The research is now focused on gathering more data to train the artificial neural network algorithm using machine learning. This process involves walking around the university building with handheld devices, feeding Wi-Fi access and IMU information back to the neural network.
The machine learning element will continue to refine the algorithm as more real-world data is fed into it. Researchers say this should result in a robust algorithm that can withstand the demands of localization in an underground mine.
While the neural network is still “growing,” the team is using fiducial markers that enable camera sensors to calculate their precise position relative to the marker. This provides real-world feedback for the algorithm to develop itself with machine learning.
In the future, the team plans to incorporate 5G connectivity into the system. This will increase the capacity of networks based on their system because 5G networks have a much higher density than Wi-Fi.
References and Further Reading
Cholteeva, Y. (2021). Out of thin air: tracking underground miners in poor connection areas. [Online] Mining Technology.
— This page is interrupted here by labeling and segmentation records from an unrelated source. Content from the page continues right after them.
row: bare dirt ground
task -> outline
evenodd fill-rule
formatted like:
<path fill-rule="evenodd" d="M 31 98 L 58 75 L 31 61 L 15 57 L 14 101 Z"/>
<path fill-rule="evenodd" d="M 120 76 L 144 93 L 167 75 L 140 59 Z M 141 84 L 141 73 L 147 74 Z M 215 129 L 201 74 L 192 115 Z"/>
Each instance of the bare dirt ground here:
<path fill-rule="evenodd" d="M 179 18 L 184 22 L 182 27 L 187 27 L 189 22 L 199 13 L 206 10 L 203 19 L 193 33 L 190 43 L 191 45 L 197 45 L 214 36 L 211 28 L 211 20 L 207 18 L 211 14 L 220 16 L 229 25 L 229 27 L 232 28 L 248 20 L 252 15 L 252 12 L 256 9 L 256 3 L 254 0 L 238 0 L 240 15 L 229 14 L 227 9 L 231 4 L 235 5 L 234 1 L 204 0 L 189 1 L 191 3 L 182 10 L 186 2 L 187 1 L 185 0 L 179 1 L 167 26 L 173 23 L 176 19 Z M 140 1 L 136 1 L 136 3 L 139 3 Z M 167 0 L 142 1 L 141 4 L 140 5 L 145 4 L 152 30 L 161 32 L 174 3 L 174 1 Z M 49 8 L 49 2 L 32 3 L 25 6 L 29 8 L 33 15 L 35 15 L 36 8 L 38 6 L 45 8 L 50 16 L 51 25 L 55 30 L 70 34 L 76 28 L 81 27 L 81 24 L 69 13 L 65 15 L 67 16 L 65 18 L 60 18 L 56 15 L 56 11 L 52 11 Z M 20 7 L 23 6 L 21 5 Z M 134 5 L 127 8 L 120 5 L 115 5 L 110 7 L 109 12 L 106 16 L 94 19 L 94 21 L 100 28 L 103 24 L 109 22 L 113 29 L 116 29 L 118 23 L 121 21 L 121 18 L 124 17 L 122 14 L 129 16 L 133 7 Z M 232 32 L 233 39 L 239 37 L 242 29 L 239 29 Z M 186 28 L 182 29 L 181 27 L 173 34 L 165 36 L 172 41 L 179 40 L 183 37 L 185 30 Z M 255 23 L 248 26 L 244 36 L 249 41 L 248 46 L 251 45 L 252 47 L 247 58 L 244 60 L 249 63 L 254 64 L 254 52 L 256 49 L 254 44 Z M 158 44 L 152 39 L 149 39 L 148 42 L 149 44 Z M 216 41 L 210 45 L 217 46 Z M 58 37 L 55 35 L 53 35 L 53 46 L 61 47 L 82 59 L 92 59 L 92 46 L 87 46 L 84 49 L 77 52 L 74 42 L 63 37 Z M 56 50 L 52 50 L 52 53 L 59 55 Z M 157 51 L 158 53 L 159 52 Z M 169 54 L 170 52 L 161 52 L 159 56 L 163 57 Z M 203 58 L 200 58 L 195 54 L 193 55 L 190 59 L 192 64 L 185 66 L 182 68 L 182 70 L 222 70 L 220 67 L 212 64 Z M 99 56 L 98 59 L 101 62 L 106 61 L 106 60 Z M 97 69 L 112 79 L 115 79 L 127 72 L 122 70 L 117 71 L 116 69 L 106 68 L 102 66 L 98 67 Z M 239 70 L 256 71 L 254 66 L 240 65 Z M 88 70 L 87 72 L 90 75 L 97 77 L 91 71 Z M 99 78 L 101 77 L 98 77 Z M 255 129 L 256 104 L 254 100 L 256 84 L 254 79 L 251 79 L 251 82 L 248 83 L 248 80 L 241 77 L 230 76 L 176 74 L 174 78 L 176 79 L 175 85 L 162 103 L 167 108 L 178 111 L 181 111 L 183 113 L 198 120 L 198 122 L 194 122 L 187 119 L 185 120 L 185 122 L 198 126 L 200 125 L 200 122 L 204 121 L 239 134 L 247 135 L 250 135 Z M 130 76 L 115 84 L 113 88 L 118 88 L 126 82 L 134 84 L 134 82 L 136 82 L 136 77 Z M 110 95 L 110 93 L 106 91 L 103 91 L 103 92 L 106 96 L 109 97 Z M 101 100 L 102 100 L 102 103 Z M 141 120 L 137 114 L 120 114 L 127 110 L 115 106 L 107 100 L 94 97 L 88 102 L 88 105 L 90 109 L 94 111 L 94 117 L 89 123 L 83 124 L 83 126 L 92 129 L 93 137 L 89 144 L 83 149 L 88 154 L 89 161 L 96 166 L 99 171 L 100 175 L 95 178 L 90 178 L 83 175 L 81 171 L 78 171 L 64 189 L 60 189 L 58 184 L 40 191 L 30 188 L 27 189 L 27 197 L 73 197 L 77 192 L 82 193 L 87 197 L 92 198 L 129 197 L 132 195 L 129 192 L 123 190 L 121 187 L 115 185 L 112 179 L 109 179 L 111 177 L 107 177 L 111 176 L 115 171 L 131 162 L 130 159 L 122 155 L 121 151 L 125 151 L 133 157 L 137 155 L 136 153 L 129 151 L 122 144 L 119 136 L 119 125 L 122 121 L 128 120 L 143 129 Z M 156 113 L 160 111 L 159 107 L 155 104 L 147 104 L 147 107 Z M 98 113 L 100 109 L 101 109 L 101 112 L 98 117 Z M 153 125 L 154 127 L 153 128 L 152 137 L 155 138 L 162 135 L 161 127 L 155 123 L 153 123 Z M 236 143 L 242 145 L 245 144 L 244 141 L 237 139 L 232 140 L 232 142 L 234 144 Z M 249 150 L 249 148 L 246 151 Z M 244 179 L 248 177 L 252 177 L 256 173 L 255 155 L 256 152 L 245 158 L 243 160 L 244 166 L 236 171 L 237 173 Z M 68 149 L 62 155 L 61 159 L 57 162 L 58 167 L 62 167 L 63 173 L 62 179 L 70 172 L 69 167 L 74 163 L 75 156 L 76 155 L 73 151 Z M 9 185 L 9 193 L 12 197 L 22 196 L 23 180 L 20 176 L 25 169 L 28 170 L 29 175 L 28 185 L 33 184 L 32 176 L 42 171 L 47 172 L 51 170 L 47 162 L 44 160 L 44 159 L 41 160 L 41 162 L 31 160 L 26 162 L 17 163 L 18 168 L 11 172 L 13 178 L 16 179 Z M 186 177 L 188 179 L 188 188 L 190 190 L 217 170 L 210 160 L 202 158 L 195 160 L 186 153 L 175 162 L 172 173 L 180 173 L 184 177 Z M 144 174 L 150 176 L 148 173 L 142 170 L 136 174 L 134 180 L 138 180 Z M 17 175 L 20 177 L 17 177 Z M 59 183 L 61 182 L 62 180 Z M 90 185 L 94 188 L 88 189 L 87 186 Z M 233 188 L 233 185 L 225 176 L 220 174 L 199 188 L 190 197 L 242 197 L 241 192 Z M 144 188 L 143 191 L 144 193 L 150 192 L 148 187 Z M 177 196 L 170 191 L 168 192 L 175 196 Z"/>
Available at: https://www.mining-technology.com/analysis/out-of-thin-air-tracking-underground-miners-in-poor-connection-areas (Accessed on 20 May 2022).
Electronic Tracking Systems Performance. [Online] CDC. Available at: https://www.cdc.gov/niosh/mining/content/emergencymanagementandresponse/commtracking/advcommtrackingtutorial3.html (Accessed on 20 May 2022).
Khassanov, Y, et al. (2021). Finer-level Sequential WiFi-based Indoor Localization. 2021 IEEE/SICE International Symposium on System Integration. doi.org/10.1109/IEEECONF49454.2021.9382623.
Nurpeiissov, M., et al. (2022). End-to-End Sequential Indoor Localization Using Smartphone Inertial Sensors and WiFi. 2022 IEEE/SICE International Symposium on System Integration. doi.org/10.1109/SII52469.2022.9708854.